The directors shall appoint from among themselves, by a simple majority, the co-chairmen or chairman, vice-chairmen, secretary, treasurer and directors.
As far as possible, the composition of the Board should be gender balanced.
The term of office for directors is two years. The terms of office of the two Co-Chairmen or of the Chairman and the Secretary may not expire in the same year. Should this occur, the terms of office of the two Co-Chairmen or of the Chairman will be extended by one year. Outgoing directors may be re-elected.
The Board of Directors may decide to co-opt a full member onto the Board, provided that the maximum number of members appointed by the General Assembly is not exceeded. The co-opted member will not be considered a full member of the Board until he/she has been appointed by the next General Assembly.
Article 18 - Decisions
Decisions of the Board of Directors may be taken by unanimous consent of the directors expressed in writing in duly justified exceptional cases.
Directors may participate by videoconference or by any other means of telecommunication enabling them to be identified. They may give a postal or electronic mandate to another director to represent them at any meeting of the Board of Directors. The same director may represent only one other director at a time.
The resolutions of the Board of Directors shall be recorded in minutes which shall be signed by the person chairing the meeting and kept at the registered office of the Association.
Article 19 - With regard to third parties
All acts binding on the Association are validly signed on behalf of the Association by the joint signature of the Co-Chairmen or the Chairman and another member of the Board.

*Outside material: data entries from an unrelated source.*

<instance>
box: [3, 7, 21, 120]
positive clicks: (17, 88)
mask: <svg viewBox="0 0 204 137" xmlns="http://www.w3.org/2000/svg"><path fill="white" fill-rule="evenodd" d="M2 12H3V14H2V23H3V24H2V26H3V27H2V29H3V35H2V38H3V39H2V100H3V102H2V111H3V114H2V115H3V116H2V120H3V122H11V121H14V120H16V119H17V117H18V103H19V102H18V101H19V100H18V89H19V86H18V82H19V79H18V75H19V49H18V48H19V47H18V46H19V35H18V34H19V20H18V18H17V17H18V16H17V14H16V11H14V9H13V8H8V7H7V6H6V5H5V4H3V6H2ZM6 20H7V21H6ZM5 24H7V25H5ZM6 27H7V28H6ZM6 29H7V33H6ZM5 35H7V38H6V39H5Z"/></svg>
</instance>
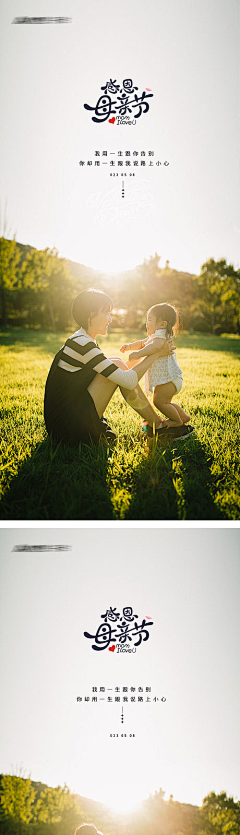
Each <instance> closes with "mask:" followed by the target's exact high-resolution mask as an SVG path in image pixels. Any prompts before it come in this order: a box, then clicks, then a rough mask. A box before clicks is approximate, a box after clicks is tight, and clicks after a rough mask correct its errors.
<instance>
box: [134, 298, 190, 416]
mask: <svg viewBox="0 0 240 835" xmlns="http://www.w3.org/2000/svg"><path fill="white" fill-rule="evenodd" d="M178 329H179V314H178V310H177V309H176V308H175V307H173V306H172V305H171V304H166V303H164V304H155V305H154V306H153V307H150V308H149V310H148V313H147V333H148V336H147V339H143V340H142V341H139V342H132V343H130V344H128V345H127V344H124V345H122V347H121V348H120V350H121V351H122V352H124V351H129V350H131V349H132V348H133V349H134V350H133V351H131V353H130V354H129V361H130V362H129V364H130V363H131V362H132V361H133V360H134V361H135V362H136V360H138V359H140V358H141V357H146V356H149V354H154V353H155V352H156V351H157V350H159V348H162V346H163V344H164V341H165V340H166V339H168V338H169V337H172V336H174V335H176V333H178ZM144 383H145V390H146V393H147V394H150V392H151V391H153V403H154V406H156V408H157V409H159V411H160V412H162V414H163V415H165V416H166V418H167V420H166V421H163V423H164V429H169V428H170V427H173V426H182V424H185V423H188V421H189V420H190V415H187V414H186V412H184V409H182V407H181V406H179V405H178V403H175V402H174V403H172V398H173V397H174V395H175V394H176V393H178V392H179V391H180V390H181V388H182V371H181V368H180V367H179V365H178V362H177V358H176V352H175V351H174V353H173V354H171V355H170V356H168V357H162V358H159V359H157V360H155V362H154V363H153V364H152V365H151V367H150V368H149V370H148V371H147V373H146V374H145V378H144Z"/></svg>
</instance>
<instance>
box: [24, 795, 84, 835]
mask: <svg viewBox="0 0 240 835" xmlns="http://www.w3.org/2000/svg"><path fill="white" fill-rule="evenodd" d="M34 819H35V822H36V823H37V824H38V827H37V832H38V833H39V835H40V833H41V832H46V835H51V833H52V832H53V833H54V832H56V833H57V835H65V833H70V832H71V831H72V830H74V829H75V827H76V825H77V823H81V821H82V813H81V808H80V805H79V802H78V801H77V800H76V798H75V796H74V795H73V794H71V793H70V790H69V789H68V788H67V786H66V785H64V787H63V788H62V787H61V786H57V788H55V789H52V788H46V789H45V791H43V792H41V794H40V798H39V799H38V800H37V803H36V806H35V816H34ZM39 824H43V825H44V826H43V827H41V826H39ZM56 824H57V826H56Z"/></svg>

It is not necessary for these persons to provide proof of a prior decision by the Board or of any other authorisation to third parties.
The same power of representation shall apply to legal proceedings.
Article 20 - Liability
The Directors shall not incur any personal liability in respect of the Association's commitments, provided that they do not misuse their mandate. The liability of the directors is limited to the performance of the task entrusted to them.
Directors are not remunerated, but the General Assembly may decide otherwise by a qualified majority (66%), which must be published in the minutes of the General Assembly.
Chapter V: Other regulations
Article 21 - Budget and financial year
The financial year coincides with the calendar year.
At the end of each financial year, the accounts for the expiring financial year are approved by the Board of Directors and an inventory and balance sheet are drawn up, together with the budget for the following financial year. These are submitted to the Annual General Assembly for approval.
No later than eight days before the Annual General Assembly, the accounts and the budget shall be communicated to the active members, who may at that time ask to examine all the documents on which the accounts and the budget are based, without transporting such documents.
The positive balance shall increase the assets of the Association and may under no circumstances be distributed to members in the form of dividends or otherwise.
Article 22 - Amendment of the Articles of Association
The Articles of Association may be amended in accordance with the provisions of Article 15 of the Law.
Article 23 - Dissolution and liquidation
The association is dissolved and liquidated in accordance with the relevant provisions of the Law.
In the event of dissolution, the assets, after payment of the debts, will be transferred to Volt Europa AISBL or to the Association, foundation or institution that pursues the same object as the association thus constituted.
If there are several such institutions, the General Assembly shall make a choice or distribute the assets among the institutions that are eligible. If no institution is known to have a similar object, the General Assembly shall assign the assets to one or more associations, foundations or institutions which pursue an object which is in some way associated with the object of this Association.
Article 24 - Final provisions
For all matters not regulated by these Articles of Association, the Association declares that it will submit to the provisions of the Law.